L’achat d’une bague de mariage représente bien plus qu’une simple transaction commerciale : c’est un investissement sentimental et financier qui mérite toute l’attention du monde. Pourtant, le marché des bijoux regorge de pièces de qualité inégale, et il n’est pas toujours facile de distinguer un métal précieux authentique d’un alliage de moindre valeur.
Que vous souhaitiez vérifier un achat récent, expertiser un héritage familial ou simplement avoir l’esprit tranquille avant de passer la bague au doigt, il existe plusieurs méthodes fiables pour tester la pureté d’une alliance. Voici un guide complet pour vous aider à y voir plus clair.
Repérer et déchiffrer le poinçon
La première étape consiste à examiner le poinçon gravé à l’intérieur de l’anneau. Ce marquage officiel, apposé par un bureau de garantie ou un joaillier certifié, indique la teneur en métal précieux. Pour l’or, les titres les plus courants sont 375 (9 carats), 585 (14 carats) et 750 (18 carats). L’argent porte généralement le poinçon 925, signifiant 92,5 % d’argent pur. Le platine, quant à lui, est souvent marqué 950. L’absence de poinçon n’est pas nécessairement un signe de fraude, notamment pour les bijoux anciens, mais elle impose d’approfondir les vérifications.

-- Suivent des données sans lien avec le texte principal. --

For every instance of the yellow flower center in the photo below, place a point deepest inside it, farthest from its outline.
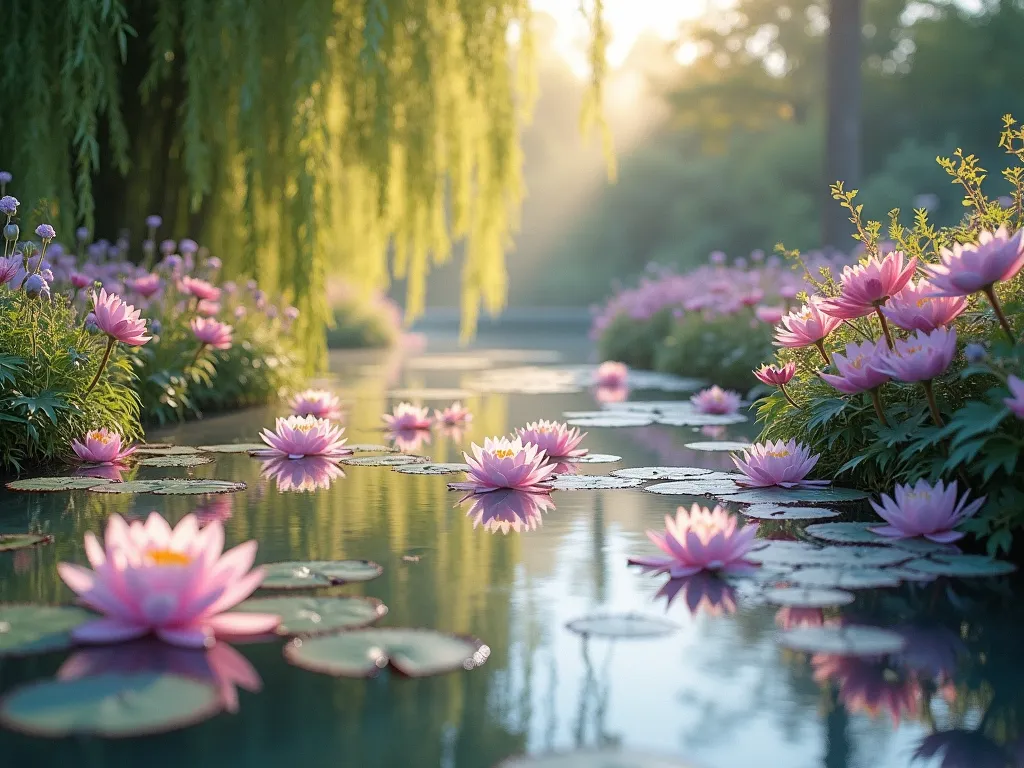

Le test de l’acide nitrique
Le test à l’acide est l’une des méthodes les plus anciennes et les plus précises utilisées par les orfèvres. Il consiste à frotter légèrement la bague de mariage Bas-Rhin sur une pierre de touche noire afin d’y laisser un trait de métal, puis à déposer quelques gouttes d’acide nitrique dilué sur ce trait. La réaction chimique varie selon la composition du métal : l’or pur ou de haute teneur ne réagit pas, tandis qu’un alliage inférieur se dissout partiellement ou change de couleur. Des kits de test à l’acide sont disponibles dans les magasins de fournitures pour bijoutiers. Cette méthode requiert cependant de la prudence, car l’acide nitrique est corrosif et doit être manipulé avec des gants et dans un espace ventilé.
Le test magnétique
Bien que simple, ce test constitue un excellent premier filtre. L’or, l’argent et le platine sont des métaux non magnétiques. Si votre bague est attirée par un aimant puissant — de type aimant de néodyme —, cela révèle la présence de métaux ferreux dans sa composition, signe évident qu’il ne s’agit pas d’un métal précieux pur. Attention cependant : l’absence de réaction magnétique ne garantit pas l’authenticité, car certains alliages de cuivre ou de laiton sont eux aussi non magnétiques. Ce test doit donc être combiné à d’autres vérifications.
Le test de la densité et du poids
Chaque métal précieux possède une densité caractéristique. L’or a une densité d’environ 19,3 g/cm³, le platine de 21,4 g/cm³ et l’argent de 10,5 g/cm³. En pesant la bague avec une balance de précision, puis en mesurant son volume par déplacement d’eau dans un récipient gradué, il est possible de calculer sa densité réelle et de la comparer aux valeurs théoriques. Une différence significative indique la présence d’autres métaux en proportion plus importante que celle annoncée. Cette technique est particulièrement utile pour les bagues de formes simples sans pierres serties.
Faire appel à un professionnel certifié
Lorsque les doutes persistent ou que la valeur de la bague est élevée, la solution la plus sûre reste de consulter un expert. Les gemmologues et joailliers certifiés disposent d’outils de haute technologie tels que les spectromètres à fluorescence X (XRF), capables d’analyser la composition exacte d’un bijou sans l’endommager ni même le toucher. Certains services publics comme la Monnaie de Paris proposent également des expertises officielles. Faire expertiser une bague de mariage avant l’achat ou lors d’une succession peut éviter bien des déconvenues et constitue une démarche de prudence particulièrement recommandée pour des pièces de valeur importante.